The commons / The Golem of Prague
The Golem of Prague
The clay giant said to have been made by Rabbi Loew to protect the Jews of 16th-century Prague — folklore's ancestor of the robot.
In the best-known version, Rabbi Judah Loew ben Bezalel — the Maharal of Prague — fashioned a giant from the clay of the Vltava's banks and gave it life to defend the city's Jewish community from persecution. The golem was animated by a divine name, in some tellings written on a slip of paper (a shem) placed in its mouth, and was stilled each Sabbath. In several versions it grows uncontrollable and must be put to rest, its remains said to lie in the attic of Prague's Old-New Synagogue.
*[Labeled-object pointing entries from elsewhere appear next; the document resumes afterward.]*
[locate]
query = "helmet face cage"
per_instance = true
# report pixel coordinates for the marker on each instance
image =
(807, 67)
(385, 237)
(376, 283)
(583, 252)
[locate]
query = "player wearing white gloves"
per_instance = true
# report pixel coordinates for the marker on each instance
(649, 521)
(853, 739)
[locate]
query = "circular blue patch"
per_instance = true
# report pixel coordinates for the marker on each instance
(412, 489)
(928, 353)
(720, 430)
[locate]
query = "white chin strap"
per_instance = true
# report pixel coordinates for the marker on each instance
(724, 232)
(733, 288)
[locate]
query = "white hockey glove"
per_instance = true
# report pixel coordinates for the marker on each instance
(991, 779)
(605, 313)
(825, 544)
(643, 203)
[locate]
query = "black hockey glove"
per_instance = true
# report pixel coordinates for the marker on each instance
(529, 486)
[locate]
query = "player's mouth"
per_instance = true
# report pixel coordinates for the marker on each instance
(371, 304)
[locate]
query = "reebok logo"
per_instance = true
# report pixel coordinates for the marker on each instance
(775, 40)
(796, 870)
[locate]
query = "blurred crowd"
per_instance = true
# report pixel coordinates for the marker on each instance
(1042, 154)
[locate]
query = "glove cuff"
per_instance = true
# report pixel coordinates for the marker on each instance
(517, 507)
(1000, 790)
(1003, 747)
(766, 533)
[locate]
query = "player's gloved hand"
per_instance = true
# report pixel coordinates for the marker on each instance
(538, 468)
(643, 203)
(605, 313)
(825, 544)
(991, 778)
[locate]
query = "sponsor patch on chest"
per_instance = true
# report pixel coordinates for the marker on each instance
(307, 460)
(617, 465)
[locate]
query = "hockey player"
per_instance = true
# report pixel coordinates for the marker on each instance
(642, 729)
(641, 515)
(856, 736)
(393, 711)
The golem is far older than Prague: the idea of a being formed from earth and animated by holy language runs back through medieval Jewish mysticism to the Sefer Yetzirah, and to word-magic in which the Hebrew emet («truth») on the creature's brow becomes met («death») when its first letter is erased. The specific attribution to the Maharal is a later crystallization, popularized largely in the 19th and early 20th centuries.
The story's afterlife is enormous. It stands behind later anxieties about man-made servants that turn on their makers, and behind the very word «robot», from the 1920 Czech play R.U.R. — a resonance not lost on anyone building intelligence out of language today.